Noser Ruedi · Ständerat · 2017-12-12
Noser Ruedi · Ständerat · Zürich · FDP-Liberale Fraktion · 2017-12-12
Wortprotokoll
Ich könnte mir eigentlich sehr gut vorstellen, dass wir beide Motionen annehmen, auch im Bewusstsein, dass es ein Widerspruch ist. Aber ich bin eigentlich der Ansicht, dass die Verwaltung diesen Widerspruch verdient hat, denn er kam in der Umsetzung dieser ganzen Geschichte zuerst von der Verwaltung. Die ersten Verlautbarungen, die von den Kantonen zu den Arbeitgebern kamen, waren ja noch viel detaillierter. Es wäre ein Bürokratieaufwand von enormstem Ausmasse auf die Arbeitgeber zugekommen.
Was Herr Ettlin sagt, ist richtig, es steht nach wie vor auf dem Lohnausweis. Damit haben wir ein Problem, indem der Lohnausweis ein Dokument ist, bei welchem ein sehr hoher Anspruch auf Ehrlichkeit besteht, und wir als Arbeitgeber würden haften, wenn es falsch wäre. Ich glaube, der Bundesrat müsste sich gut überlegen, hier ein vereinfachtes Verfahren zu machen. Ich möchte an einem einfachen Beispiel zeigen, wieso ich dieser Ansicht bin.
Ursprünglich wollte die Steuerkonferenz den Arbeitgebern ein detailliertes Fahrtenbuch aufs Auge drücken. Das heisst, dass man jeden Tag eine Abrechnung erstellen müsste, und man müsste schlussendlich eine solche Abrechnung auf den Lohnausweis übertragen. Ich nehme an, Herr Bundesrat Ueli Maurer, Sie gehen mit mir einig, dass dies ein Riesenaufwand ist. Aber das verlangt die Steuerverwaltung von uns.
Auf der anderen Seite, Herr Bundesrat, wäre die Wirtschaft bereit, den Konflikt der Dividendenbesteuerung zu lösen, [PAGE 955] indem sie sagt, es müsse rechtsneutral einfach besteuert werden. Das gibt einen Aufwand für die Steuerverwaltung. Dort wird gesagt: Nein, das ist ein viel zu grosser Aufwand für die Steuerverwaltung, den können wir nicht leisten.
Ich muss für die Steuerverwaltung alles individuell abrechnen, da ist kein grosser Aufwand geschuldet. Wenn aber für die andere Seite, für die Steuerverwaltung, Aufwand kommt, dann will man sofort Pauschalen, die natürlich schlussendlich immer etwas Ungerechtes haben. Das ist ja logisch, das geht gar nicht anders. Darum bin ich der Ansicht, dass man auch hier die Grosszügigkeit für eine Pauschale haben müsste.
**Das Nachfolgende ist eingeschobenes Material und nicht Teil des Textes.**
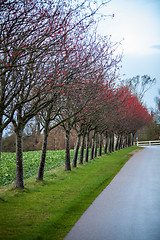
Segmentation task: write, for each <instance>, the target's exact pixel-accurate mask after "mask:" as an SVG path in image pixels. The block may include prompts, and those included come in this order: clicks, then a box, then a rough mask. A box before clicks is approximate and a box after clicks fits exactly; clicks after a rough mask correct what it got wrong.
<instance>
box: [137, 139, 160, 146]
mask: <svg viewBox="0 0 160 240" xmlns="http://www.w3.org/2000/svg"><path fill="white" fill-rule="evenodd" d="M135 145H137V146H152V145H160V140H154V141H136V142H135Z"/></svg>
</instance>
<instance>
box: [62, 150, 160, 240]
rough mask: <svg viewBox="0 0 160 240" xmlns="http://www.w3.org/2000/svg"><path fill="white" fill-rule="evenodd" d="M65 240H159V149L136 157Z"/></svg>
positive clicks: (85, 212) (159, 224) (82, 215)
mask: <svg viewBox="0 0 160 240" xmlns="http://www.w3.org/2000/svg"><path fill="white" fill-rule="evenodd" d="M65 240H160V146H151V147H146V148H145V149H143V150H141V151H139V152H137V153H135V155H134V156H133V157H132V158H131V159H130V160H129V161H128V162H127V163H126V164H125V166H124V167H123V168H122V169H121V171H120V172H119V173H118V174H117V175H116V177H115V178H114V179H113V180H112V182H111V183H110V184H109V185H108V187H106V189H105V190H104V191H103V192H102V193H101V194H100V195H99V196H98V197H97V198H96V200H95V201H94V202H93V203H92V205H91V206H90V207H89V208H88V209H87V211H86V212H85V213H84V214H83V215H82V216H81V218H80V219H79V220H78V222H77V223H76V224H75V226H74V227H73V228H72V229H71V231H70V232H69V234H68V235H67V236H66V237H65Z"/></svg>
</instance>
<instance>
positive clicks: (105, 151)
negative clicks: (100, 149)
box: [104, 132, 108, 153]
mask: <svg viewBox="0 0 160 240" xmlns="http://www.w3.org/2000/svg"><path fill="white" fill-rule="evenodd" d="M107 148H108V134H107V132H106V133H105V142H104V153H107Z"/></svg>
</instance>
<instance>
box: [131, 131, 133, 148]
mask: <svg viewBox="0 0 160 240" xmlns="http://www.w3.org/2000/svg"><path fill="white" fill-rule="evenodd" d="M131 137H132V139H131V145H132V146H133V145H134V142H133V133H131Z"/></svg>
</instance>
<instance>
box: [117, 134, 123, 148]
mask: <svg viewBox="0 0 160 240" xmlns="http://www.w3.org/2000/svg"><path fill="white" fill-rule="evenodd" d="M122 148H123V146H122V135H120V136H119V143H118V150H120V149H122Z"/></svg>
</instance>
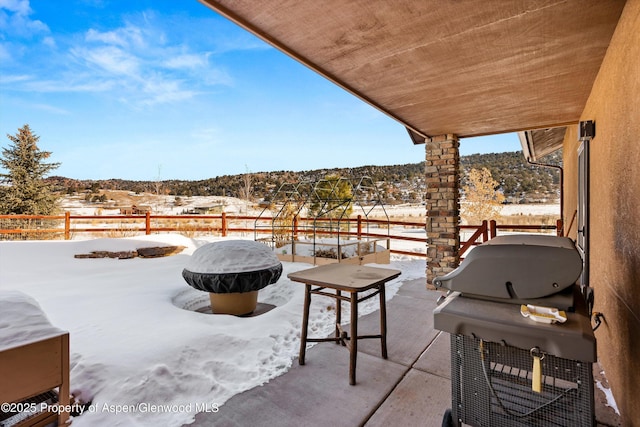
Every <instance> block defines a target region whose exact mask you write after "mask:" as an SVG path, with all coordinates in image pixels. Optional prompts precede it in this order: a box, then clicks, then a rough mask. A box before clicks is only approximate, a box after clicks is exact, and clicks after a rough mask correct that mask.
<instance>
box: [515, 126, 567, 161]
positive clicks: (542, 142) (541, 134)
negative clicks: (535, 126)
mask: <svg viewBox="0 0 640 427" xmlns="http://www.w3.org/2000/svg"><path fill="white" fill-rule="evenodd" d="M566 131H567V128H566V127H556V128H549V129H535V130H528V131H524V132H518V138H519V139H520V145H521V146H522V152H523V154H524V157H525V158H526V159H527V160H528V161H530V162H537V161H538V159H540V158H541V157H544V156H546V155H547V154H549V153H553V152H554V151H556V150H559V149H560V148H562V143H563V141H564V134H565V133H566Z"/></svg>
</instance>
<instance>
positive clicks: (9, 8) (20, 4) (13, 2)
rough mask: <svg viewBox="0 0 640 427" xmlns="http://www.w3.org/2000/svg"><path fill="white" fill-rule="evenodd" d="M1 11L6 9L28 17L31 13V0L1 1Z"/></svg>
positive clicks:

Ich kann Ihnen als Arbeitgeber noch etwas anderes sagen: Heute sind Geschäftsautos unattraktiv. Wenn ein Arbeitnehmer, der es nicht brauchen würde, ein Geschäftsauto möchte, dann wird er steuerlich einfach gepiesackt. Es ist unattraktiv, das kann man einfach mal klar und deutlich sagen. Wir haben so hohe Abzüge in der ganzen Geschichte, und wenn Sie das im Hochsteuerkanton mit einer hohen Progression haben, ist es schlicht und einfach unattraktiv. Das käme dann noch dazu bei der ganzen Pauschalisierung, dass man das auch berücksichtigt.
Darum wäre ich der Ansicht, wir können beides annehmen. Wir geben es dem Bundesrat in die Hand, damit er dann mit einer einfachen, praktikablen Lösung kommen kann. Ich glaube, wir müssen uns betreffend administrative Auflagen nicht weiter in Richtung deutsches Steuerrecht entwickeln. Ich glaube, hier müssen wir einen Gegenpunkt setzen. Unser Steuerrecht zeichnet sich dadurch aus, dass es einfach ist, dass es verständlich ist für den Bürger, und das bedingt im Endeffekt diese Pauschalen und nicht individuelle Abrechnungen.
Ich bitte Sie hier einfach, für so etwas Hand zu bieten.